Method 2: Quadratic Formula

The quadratic formula is a more general method that works for all quadratic equations, even those that are difficult or impossible to factor easily. The formula is:

x = [-b ± √(b² - 4ac)] / 2a

Substituting the values from our equation (a = 1, b = 2, c = -48), we get:

x = [-2 ± √(2² - 4 * 1 * -48)] / (2 * 1) x = [-2 ± √(4 + 192)] / 2 x = [-2 ± √196] / 2 x = [-2 ± 14] / 2

This gives us two solutions:

• x = (-2 + 14) / 2 = 12 / 2 = 6
• x = (-2 - 14) / 2 = -16 / 2 = -8

Again, we find the solutions x = 6 and x = -8. This confirms the results obtained through factoring.

Method 3: Completing the Square

Completing the square is another method for solving quadratic equations. It involves manipulating the equation to create a perfect square trinomial, which can then be easily factored.

1. Move the constant term to the right side: x² + 2x = 48

2. Take half of the coefficient of x (which is 2), square it (1), and add it to both sides: x² + 2x + 1 = 48 + 1 x² + 2x + 1 = 49

3. Factor the left side as a perfect square trinomial: (x + 1)² = 49

4. Take the square root of both sides: x + 1 = ±√49 x + 1 = ±7

5. Solve for x: x = -1 + 7 = 6 x = -1 - 7 = -8

Once again, we arrive at the solutions x = 6 and x = -8.

Graphical Representation

The solutions to the quadratic equation x² + 2x - 48 = 0 represent the x-intercepts (where the graph crosses the x-axis) of the parabola represented by the function y = x² + 2x - 48. If you were to graph this function, you would see that the parabola intersects the x-axis at x = 6 and x = -8. This provides a visual confirmation of our solutions.

Why Multiple Methods?

We explored three different methods to solve the same quadratic equation. While the factoring method is often the quickest for easily factorable equations, the quadratic formula provides a universal solution. Completing the square is a valuable technique that is also useful in other areas of mathematics, particularly in conic sections. Understanding all three methods allows you to choose the most efficient approach depending on the specific equation.

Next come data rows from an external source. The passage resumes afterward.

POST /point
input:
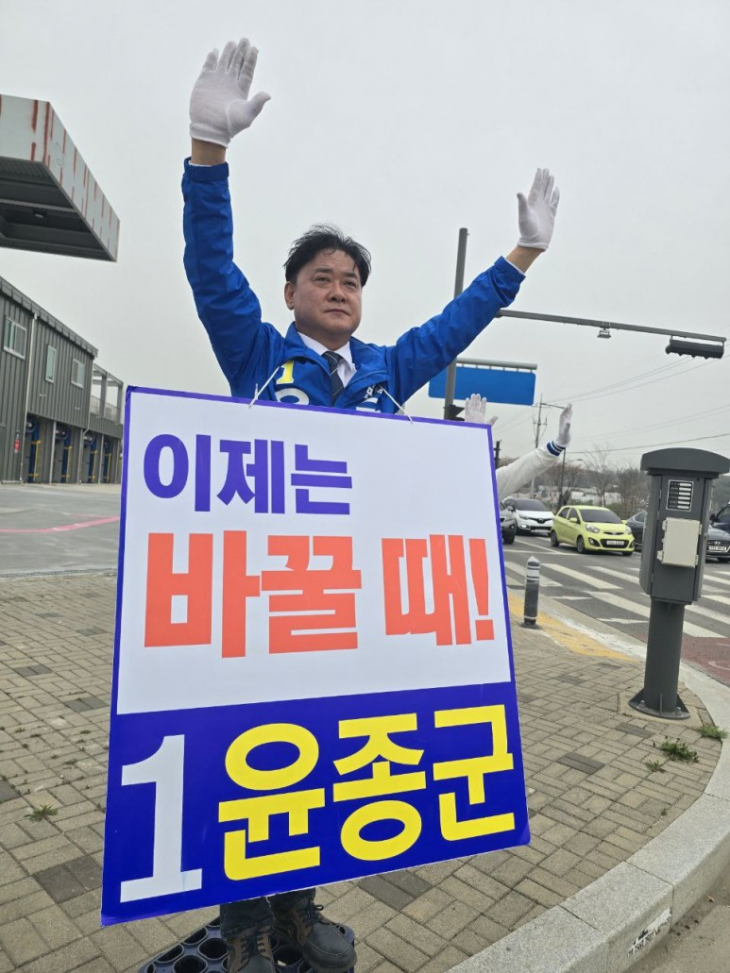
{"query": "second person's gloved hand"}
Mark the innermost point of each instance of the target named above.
(537, 212)
(566, 418)
(219, 105)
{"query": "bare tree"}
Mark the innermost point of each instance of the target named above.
(601, 473)
(631, 485)
(563, 478)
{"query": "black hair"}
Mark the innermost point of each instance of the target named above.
(325, 237)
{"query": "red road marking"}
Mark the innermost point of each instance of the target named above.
(60, 527)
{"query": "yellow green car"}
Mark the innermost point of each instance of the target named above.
(591, 529)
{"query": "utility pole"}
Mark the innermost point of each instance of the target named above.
(562, 478)
(458, 288)
(538, 431)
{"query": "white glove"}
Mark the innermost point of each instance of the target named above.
(537, 212)
(219, 105)
(563, 436)
(475, 410)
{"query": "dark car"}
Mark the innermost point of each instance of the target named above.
(717, 540)
(718, 543)
(721, 520)
(636, 523)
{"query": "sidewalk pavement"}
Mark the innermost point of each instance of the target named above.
(619, 850)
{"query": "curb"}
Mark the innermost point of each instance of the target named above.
(607, 926)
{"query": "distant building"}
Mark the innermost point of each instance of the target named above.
(49, 200)
(60, 413)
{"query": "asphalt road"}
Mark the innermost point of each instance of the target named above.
(50, 529)
(606, 587)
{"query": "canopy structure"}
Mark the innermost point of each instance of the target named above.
(49, 200)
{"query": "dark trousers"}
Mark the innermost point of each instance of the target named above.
(237, 916)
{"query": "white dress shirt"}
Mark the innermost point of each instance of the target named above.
(345, 368)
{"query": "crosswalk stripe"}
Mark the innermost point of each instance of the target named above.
(716, 579)
(643, 610)
(581, 576)
(616, 574)
(708, 613)
(723, 599)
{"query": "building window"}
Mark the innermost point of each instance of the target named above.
(14, 337)
(78, 370)
(50, 363)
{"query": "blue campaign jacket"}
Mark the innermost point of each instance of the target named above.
(249, 350)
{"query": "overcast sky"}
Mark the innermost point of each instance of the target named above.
(401, 121)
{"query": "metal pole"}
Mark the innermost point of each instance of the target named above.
(537, 441)
(562, 478)
(458, 288)
(608, 325)
(663, 652)
(532, 591)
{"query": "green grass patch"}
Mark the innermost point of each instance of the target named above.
(678, 750)
(712, 732)
(42, 812)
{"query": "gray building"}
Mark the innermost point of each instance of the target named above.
(60, 413)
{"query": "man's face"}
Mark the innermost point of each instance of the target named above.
(326, 298)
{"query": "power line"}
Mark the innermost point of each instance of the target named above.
(663, 424)
(673, 442)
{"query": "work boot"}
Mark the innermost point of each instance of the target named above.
(250, 951)
(303, 927)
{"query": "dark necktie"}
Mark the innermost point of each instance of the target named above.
(333, 360)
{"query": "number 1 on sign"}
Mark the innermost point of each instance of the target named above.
(164, 769)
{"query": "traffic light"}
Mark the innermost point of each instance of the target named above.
(696, 349)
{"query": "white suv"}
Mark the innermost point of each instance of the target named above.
(531, 515)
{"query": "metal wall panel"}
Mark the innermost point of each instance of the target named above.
(60, 399)
(13, 382)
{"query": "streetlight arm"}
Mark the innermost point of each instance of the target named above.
(606, 325)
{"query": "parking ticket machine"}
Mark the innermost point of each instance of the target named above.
(672, 564)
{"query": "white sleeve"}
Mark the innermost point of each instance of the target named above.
(517, 474)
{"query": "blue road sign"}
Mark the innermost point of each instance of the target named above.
(495, 384)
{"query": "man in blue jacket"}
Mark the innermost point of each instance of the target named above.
(319, 363)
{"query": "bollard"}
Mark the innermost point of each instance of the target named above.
(532, 591)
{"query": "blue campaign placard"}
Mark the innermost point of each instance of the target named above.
(437, 774)
(313, 676)
(494, 384)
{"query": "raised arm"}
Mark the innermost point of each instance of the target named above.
(220, 108)
(423, 352)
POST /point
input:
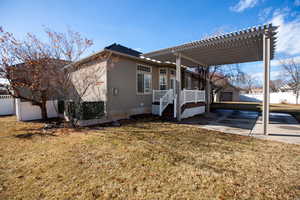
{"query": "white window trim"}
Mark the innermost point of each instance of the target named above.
(136, 79)
(172, 76)
(167, 81)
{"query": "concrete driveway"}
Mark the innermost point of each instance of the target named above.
(283, 127)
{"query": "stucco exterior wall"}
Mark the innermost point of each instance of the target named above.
(123, 99)
(90, 81)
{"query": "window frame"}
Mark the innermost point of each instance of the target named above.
(172, 76)
(166, 74)
(143, 72)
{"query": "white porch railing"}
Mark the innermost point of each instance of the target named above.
(166, 100)
(166, 97)
(157, 94)
(192, 96)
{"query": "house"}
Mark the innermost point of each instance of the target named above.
(223, 89)
(228, 93)
(130, 84)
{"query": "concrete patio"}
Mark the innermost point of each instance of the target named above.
(283, 127)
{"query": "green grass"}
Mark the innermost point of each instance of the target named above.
(143, 159)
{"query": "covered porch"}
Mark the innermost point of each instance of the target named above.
(249, 45)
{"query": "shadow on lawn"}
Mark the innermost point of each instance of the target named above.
(32, 134)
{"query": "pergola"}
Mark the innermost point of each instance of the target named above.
(249, 45)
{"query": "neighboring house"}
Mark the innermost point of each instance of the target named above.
(130, 84)
(228, 93)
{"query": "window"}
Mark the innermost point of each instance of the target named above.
(144, 79)
(163, 83)
(188, 82)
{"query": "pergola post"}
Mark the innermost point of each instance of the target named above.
(266, 87)
(207, 90)
(178, 86)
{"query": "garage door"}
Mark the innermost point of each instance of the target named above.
(226, 96)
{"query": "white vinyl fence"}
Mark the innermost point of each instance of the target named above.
(275, 97)
(25, 111)
(7, 105)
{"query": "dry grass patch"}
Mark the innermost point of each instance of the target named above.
(144, 160)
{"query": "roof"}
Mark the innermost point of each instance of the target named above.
(235, 47)
(119, 50)
(122, 49)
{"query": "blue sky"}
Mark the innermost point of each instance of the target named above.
(150, 25)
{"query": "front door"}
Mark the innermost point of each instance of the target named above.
(172, 83)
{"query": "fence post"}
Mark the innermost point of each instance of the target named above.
(153, 96)
(160, 106)
(183, 96)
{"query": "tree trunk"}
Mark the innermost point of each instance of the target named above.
(44, 110)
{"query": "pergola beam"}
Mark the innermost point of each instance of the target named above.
(192, 60)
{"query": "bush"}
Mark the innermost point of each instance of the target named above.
(85, 110)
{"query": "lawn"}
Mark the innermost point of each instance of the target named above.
(282, 108)
(143, 159)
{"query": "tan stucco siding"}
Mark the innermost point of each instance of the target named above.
(90, 82)
(123, 99)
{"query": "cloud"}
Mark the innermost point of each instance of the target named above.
(277, 62)
(259, 76)
(265, 14)
(288, 32)
(243, 5)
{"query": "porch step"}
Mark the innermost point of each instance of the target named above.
(168, 113)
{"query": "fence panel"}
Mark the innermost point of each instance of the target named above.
(7, 105)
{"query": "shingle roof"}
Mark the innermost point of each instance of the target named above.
(123, 49)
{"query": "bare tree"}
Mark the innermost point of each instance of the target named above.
(292, 72)
(223, 75)
(275, 85)
(33, 68)
(248, 83)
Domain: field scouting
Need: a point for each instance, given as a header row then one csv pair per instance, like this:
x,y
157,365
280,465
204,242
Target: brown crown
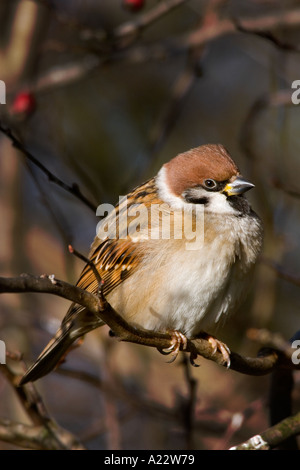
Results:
x,y
191,168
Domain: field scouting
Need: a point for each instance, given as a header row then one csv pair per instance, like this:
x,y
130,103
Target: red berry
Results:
x,y
133,5
24,103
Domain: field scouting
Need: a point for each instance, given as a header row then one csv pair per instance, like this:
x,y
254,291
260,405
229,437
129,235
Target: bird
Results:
x,y
185,278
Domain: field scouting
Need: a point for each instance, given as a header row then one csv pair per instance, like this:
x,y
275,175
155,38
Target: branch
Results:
x,y
273,436
44,433
266,361
145,20
36,437
73,189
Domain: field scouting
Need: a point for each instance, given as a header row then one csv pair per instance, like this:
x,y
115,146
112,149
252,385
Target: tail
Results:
x,y
50,356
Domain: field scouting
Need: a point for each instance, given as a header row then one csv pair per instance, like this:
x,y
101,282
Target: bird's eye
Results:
x,y
210,184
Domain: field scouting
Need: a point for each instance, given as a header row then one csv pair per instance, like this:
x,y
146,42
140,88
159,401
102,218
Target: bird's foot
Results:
x,y
218,345
179,340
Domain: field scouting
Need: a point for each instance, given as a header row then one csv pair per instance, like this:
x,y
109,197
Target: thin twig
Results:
x,y
73,189
267,360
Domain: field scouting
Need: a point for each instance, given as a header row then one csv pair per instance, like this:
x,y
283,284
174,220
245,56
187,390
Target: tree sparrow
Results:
x,y
162,279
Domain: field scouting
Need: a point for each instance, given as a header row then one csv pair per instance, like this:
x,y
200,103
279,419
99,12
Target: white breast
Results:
x,y
190,290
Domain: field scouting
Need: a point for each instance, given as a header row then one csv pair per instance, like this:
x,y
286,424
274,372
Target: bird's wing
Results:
x,y
117,255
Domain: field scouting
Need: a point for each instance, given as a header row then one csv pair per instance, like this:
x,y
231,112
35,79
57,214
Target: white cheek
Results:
x,y
219,204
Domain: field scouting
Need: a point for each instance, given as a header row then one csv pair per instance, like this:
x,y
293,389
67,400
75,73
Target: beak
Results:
x,y
238,186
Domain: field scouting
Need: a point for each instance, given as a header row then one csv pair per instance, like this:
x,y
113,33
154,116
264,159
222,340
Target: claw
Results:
x,y
222,347
178,340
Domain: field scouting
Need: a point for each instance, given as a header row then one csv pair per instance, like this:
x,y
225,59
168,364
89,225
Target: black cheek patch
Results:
x,y
195,200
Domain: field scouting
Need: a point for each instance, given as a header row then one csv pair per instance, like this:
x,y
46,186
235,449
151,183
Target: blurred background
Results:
x,y
102,93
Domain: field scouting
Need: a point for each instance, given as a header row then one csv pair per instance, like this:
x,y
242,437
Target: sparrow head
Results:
x,y
205,175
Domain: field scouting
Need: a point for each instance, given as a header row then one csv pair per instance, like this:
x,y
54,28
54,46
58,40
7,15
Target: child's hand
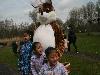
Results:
x,y
67,66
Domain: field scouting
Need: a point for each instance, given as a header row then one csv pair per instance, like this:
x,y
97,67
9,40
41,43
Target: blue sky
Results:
x,y
18,10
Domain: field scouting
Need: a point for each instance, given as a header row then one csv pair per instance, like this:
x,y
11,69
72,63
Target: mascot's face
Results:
x,y
46,7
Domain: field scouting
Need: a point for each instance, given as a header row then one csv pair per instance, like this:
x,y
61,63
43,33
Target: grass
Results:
x,y
79,65
8,57
88,44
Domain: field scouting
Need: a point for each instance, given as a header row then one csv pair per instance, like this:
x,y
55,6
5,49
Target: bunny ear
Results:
x,y
48,1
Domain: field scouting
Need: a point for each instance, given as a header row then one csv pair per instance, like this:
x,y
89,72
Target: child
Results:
x,y
25,54
37,58
52,67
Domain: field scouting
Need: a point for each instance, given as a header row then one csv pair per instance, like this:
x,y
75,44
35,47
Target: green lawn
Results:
x,y
8,57
88,44
79,65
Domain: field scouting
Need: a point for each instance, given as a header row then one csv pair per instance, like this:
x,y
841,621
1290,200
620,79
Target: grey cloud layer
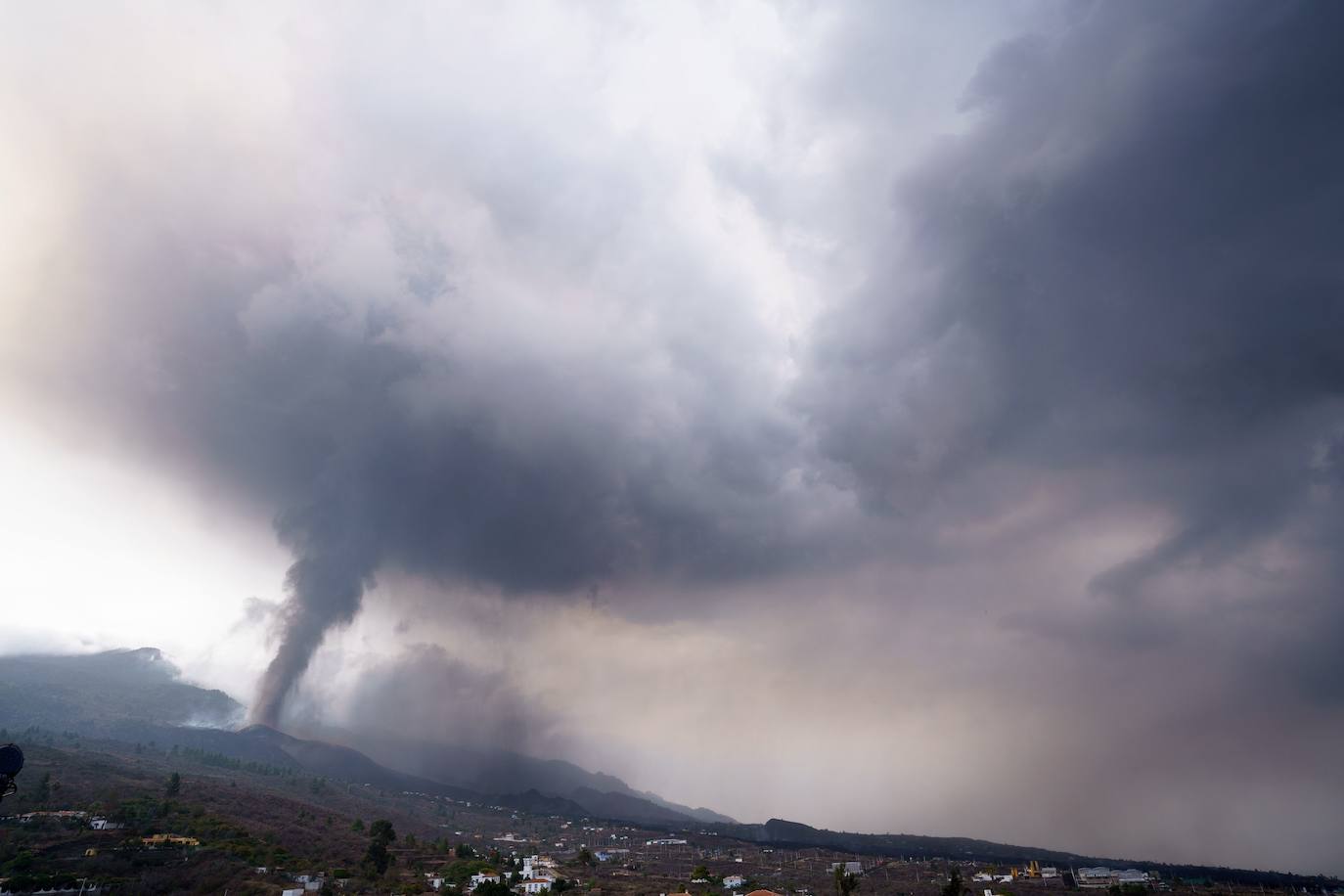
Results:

Applications of Quadratic Equations

Quadratic equations are far from merely abstract mathematical concepts. They have wide-ranging applications in various fields:

• Physics: Calculating projectile motion, analyzing the trajectory of objects under the influence of gravity.
• Engineering: Designing bridges, buildings, and other structures; analyzing stress and strain in materials.
• Economics: Modeling supply and demand, optimizing production, and analyzing market trends.
• Computer Graphics: Creating curves and shapes in computer-generated images and animations.

Frequently Asked Questions (FAQ)

Q: What if the quadratic equation doesn't factor easily?

A: In such cases, the quadratic formula is the most reliable method to find the solutions.

Q: Can a quadratic equation have only one solution?

A: Yes, a quadratic equation can have one solution (a repeated root) if the discriminant (b² - 4ac) is equal to zero.

Q: Can a quadratic equation have no real solutions?

A: Yes, if the discriminant (b² - 4ac) is negative, the quadratic equation will have no real solutions, but it will have complex solutions involving the imaginary unit i.

Q: What does the discriminant tell us?

A: The discriminant (b² - 4ac) determines the nature of the solutions: * If b² - 4ac > 0, there are two distinct real solutions. * If b² - 4ac = 0, there is one repeated real solution. * If b² - 4ac < 0, there are no real solutions (two complex solutions).

Conclusion

Solving the quadratic equation x² + 2x - 48 = 0, whether through factoring, the quadratic formula, or completing the square, ultimately leads to the same solutions: x = 6 and x = -8. Understanding these methods isn't just about solving this single equation; it's about mastering a fundamental algebraic skill with numerous applications in various fields. The ability to solve quadratic equations is a crucial stepping stone in your mathematical journey, opening doors to more advanced concepts and real-world problem-solving. Remember to practice these methods with different equations to build your confidence and proficiency. Don't hesitate to revisit this guide as needed to reinforce your understanding.